The proposal lifecycle is a target for several attack vectors:

• Proposal Fatigue: Spamming proposals to dilute attention and voter participation.
• Governance Capture: An entity acquires enough voting power to pass self-serving proposals.
• Timelock Exploitation: If the timelock is too short, it may not provide adequate reaction time.
• Malicious Calldata: A proposal that appears benign but contains hidden, harmful execution logic.

Mitigations include quorum thresholds, delegation, veto powers, and extended timelocks.

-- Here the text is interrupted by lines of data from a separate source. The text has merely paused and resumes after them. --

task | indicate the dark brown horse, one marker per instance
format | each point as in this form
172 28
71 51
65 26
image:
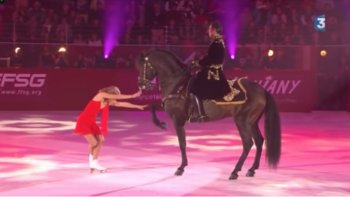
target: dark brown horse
173 75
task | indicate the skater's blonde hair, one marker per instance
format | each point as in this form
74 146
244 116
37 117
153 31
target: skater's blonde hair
110 90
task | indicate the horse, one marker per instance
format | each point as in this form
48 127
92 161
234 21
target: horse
173 75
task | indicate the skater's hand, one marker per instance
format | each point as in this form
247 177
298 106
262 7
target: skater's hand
137 94
142 107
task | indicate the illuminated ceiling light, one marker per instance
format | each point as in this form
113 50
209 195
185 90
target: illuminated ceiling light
270 53
323 53
17 49
62 50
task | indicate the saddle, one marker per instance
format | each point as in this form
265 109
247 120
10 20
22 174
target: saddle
237 95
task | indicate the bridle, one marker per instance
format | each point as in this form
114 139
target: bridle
146 83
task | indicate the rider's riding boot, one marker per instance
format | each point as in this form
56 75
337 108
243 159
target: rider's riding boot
201 117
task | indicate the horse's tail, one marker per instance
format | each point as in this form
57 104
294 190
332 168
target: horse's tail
272 132
155 119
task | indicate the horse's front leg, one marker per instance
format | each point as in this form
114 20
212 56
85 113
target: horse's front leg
181 136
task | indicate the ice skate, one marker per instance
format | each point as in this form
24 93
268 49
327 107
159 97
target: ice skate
94 165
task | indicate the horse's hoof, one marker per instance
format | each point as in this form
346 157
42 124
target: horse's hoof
179 172
250 173
233 176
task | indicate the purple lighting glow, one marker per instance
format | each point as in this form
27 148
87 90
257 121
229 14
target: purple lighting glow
231 21
113 24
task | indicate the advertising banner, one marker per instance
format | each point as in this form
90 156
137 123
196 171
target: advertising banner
72 88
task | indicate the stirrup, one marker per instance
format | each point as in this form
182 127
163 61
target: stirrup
201 118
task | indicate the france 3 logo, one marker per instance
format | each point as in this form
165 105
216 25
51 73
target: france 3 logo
320 23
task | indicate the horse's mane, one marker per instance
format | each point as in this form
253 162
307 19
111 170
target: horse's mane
169 53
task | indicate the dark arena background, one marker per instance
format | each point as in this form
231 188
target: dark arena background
56 54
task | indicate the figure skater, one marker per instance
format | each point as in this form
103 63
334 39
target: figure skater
86 124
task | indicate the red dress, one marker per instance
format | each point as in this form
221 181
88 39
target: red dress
86 123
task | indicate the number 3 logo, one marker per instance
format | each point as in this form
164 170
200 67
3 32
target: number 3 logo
320 23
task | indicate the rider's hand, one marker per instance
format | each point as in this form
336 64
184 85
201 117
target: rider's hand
137 94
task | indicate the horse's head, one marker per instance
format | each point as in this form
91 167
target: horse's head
147 72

A core governance challenge is ensuring sufficient and informed participation. Vote delegation allows token holders to delegate their voting power to experts or representatives, improving decision quality but creating principal-agent risks.

• Voter Apathy: Low participation can lead to failed quorums or governance capture by a small, dedicated group.
• Solutions: Delegation platforms (e.g., Tally), governance mining incentives, and gasless voting (via signatures) aim to increase participation and security.

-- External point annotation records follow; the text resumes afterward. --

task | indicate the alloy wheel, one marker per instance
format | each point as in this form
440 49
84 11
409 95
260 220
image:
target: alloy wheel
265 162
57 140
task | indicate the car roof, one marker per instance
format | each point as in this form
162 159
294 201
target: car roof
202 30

An informal, off-chain polling stage used to gauge community sentiment before drafting a formal proposal. It helps filter ideas and build consensus using tools like Discourse forums or Snapshot votes. Key aspects:

• Low barrier to participation (often no token locking).
• Results are not binding but inform subsequent steps.
• Prevents network spam by filtering unserious proposals early.

The formal act of publishing a binding governance proposal to the blockchain, typically requiring a proposal deposit. This transaction includes the executable code or text of the proposal and triggers the voting period. Requirements often include:

• A minimum deposit of native tokens (sometimes refundable).
• A formal description following a specific template.
• Specification of the target contract and calldata for execution.

The period where token holders cast votes, subject to meeting a quorum—the minimum percentage of voting power that must participate for the result to be valid. Voting mechanisms include:

• Simple majority: >50% of votes cast.
• Supermajority: e.g., 66.7% or 75% threshold.
• Weighted voting: votes are proportional to staked tokens or delegated power.
• Vote delegation: users can delegate voting power to representatives.

A security mechanism that imposes a mandatory delay between a proposal's approval and its on-chain execution. The timelock period allows users to review passed code or exit systems before changes take effect. The execution phase involves:

• A privileged address (e.g., Governor contract) executing the proposal's calldata.
• Automatic execution if votes meet criteria, or manual execution by a proposer.
• Failed execution if conditions change (e.g., insufficient funds) post-approval.

A safety mechanism allowing a privileged entity to cancel a passed proposal, typically to prevent governance attacks or critical bugs. Implementations vary:

• Multisig Veto: A council or core team holds veto power via a multisig wallet.
• Guardian/Vetoer: A designated smart contract or address can veto within a time window.
• Security Council: A decentralized group elected to act as a circuit breaker in emergencies.

Governance systems categorize proposals by their scope and impact, often using standards like EIP-4824 for common interfaces. Common types include:

• Core Protocol Upgrades: Changes to consensus or monetary policy.
• Parameter Changes: Adjusting fees, rewards, or limits.
• Treasury & Grants: Allocating funds from a community treasury.
• Informational/Signaling: Non-binding votes to guide future decisions.